SAS Formats, More Than Just Another Pretty Face

SESUG Proceedings (c) SESUG, Inc (http://www.sesug.org) The papers contained in the SESUG proceedings are the property of their authors, unless otherw...
Author: Barrie Chapman
2 downloads 0 Views 251KB Size
SESUG Proceedings (c) SESUG, Inc (http://www.sesug.org) The papers contained in the SESUG proceedings are the property of their authors, unless otherwise stated. Do not reprint without permission. SEGUG papers are distributed freely as a courtesy of Paper the Institute TU06 for Advanced Analytics (http://analytics.ncsu.edu).

SAS® Formats, More Than Just Another Pretty Face Ying Liu, Toronto, ON, Canada

ABSTRACT Most of us are familiar with using SAS® formats to change the display of data values in reports; most of us have used constructs like: • put totalAmount dollar12.2; or • put orderDate yymmdd10.; However, SAS formats can do far more than this. In this paper I will start with a review of some of the built in SAS formats. This will be followed by an introduction to PROC FORMAT, showing you how you can create your own formats. From there the paper will take PROC FORMAT a step further by showing how formats can be built dynamically from your existing data. Finally, a common but powerful use of formats will be demonstrated – using formats to create efficient lookup tables. The paper is aimed at intermediate SAS programmers who have yet to discover how a pretty face can make a program turn its head.

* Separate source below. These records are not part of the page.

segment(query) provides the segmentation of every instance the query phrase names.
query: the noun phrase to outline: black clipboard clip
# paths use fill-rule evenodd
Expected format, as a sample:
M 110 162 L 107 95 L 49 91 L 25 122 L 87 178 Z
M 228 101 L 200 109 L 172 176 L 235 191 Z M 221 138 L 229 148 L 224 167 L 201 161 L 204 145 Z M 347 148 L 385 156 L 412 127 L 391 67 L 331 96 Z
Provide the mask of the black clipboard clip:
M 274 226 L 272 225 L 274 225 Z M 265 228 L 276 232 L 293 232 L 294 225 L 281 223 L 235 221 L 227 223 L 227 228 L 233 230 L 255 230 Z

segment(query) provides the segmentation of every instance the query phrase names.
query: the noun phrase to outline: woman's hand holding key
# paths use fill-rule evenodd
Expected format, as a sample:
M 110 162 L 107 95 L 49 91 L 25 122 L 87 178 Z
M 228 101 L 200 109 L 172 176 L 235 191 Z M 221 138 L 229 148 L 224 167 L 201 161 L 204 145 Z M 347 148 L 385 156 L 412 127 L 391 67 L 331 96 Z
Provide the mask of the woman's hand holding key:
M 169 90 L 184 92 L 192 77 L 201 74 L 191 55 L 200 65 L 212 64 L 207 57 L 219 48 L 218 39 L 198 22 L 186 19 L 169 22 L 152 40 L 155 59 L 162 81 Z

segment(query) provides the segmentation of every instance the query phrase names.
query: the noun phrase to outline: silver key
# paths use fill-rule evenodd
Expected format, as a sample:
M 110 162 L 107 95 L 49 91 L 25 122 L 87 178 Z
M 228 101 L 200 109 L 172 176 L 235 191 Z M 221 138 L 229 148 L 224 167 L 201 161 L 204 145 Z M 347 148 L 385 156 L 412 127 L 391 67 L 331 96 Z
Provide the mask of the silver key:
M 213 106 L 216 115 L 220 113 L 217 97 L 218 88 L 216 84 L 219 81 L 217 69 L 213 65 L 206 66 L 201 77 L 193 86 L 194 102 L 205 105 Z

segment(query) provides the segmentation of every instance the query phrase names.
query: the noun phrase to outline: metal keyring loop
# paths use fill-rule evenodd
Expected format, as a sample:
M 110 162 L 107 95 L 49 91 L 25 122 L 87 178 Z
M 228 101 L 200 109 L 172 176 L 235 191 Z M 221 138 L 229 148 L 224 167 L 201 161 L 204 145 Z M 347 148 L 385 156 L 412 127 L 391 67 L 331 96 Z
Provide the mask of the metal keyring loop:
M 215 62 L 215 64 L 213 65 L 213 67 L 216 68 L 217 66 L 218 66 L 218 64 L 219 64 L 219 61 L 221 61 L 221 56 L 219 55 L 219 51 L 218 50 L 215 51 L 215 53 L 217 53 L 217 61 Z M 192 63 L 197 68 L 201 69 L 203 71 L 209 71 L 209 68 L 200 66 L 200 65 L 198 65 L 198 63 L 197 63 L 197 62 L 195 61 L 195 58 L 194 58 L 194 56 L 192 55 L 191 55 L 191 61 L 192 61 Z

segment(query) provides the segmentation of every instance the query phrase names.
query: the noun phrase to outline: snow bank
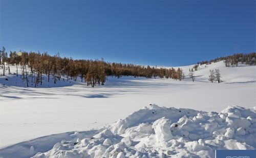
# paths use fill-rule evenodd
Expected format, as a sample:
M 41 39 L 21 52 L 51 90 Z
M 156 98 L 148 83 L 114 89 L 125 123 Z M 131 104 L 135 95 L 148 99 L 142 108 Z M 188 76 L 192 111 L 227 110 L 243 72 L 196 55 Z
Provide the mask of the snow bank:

INTRODUCTION It is not uncommon for us to have to report the same data in different ways. For example, the company financial officer for the Americas wants to see numbers separated by commas and a decimal point separating the pennies (e,g. 1,234.55), but her counterpart in France wants the French style with numbers separated by the decimal point and a commas separating the pennies (e.g. 1.234,55). As SAS programmers we know that we can simply apply a different format to the data to get a different report output; that is, we can easily convert the underlying data representation to an appropriate visual representation. As SAS programmers we are also aware there are sorts of built in formats that come with SAS that cover a wide range of requirements. However, no matter how many formats that are supplied with SAS, there will always be the need to apply a custom format – a different visual representation of our underlying data. One common way creating a new visual representation of the data is to create classification groups. For example, test scores could be grouped into letter grades or respondent ages into age groups. Many times we only need to display the data in this new representation. However, sometimes we want to do some analysis or summaries on these classifications, not the underlying interval or continuous data. Some SAS procedures (e.g. PROC MEANS) can use interval/continuous data that use these formatted values as classification variables, but there will still be times we need to use the classifications, forcing us to create a new data variable based upon the these classifications. In this paper, I will introduce the method (PROC FORMAT) to create your own formats, user defined formats, then show how to apply the formats. When applying these user defined formats I will show not only how to use them to change the displayed value but also how to use user defined formats as a powerful lookup tool.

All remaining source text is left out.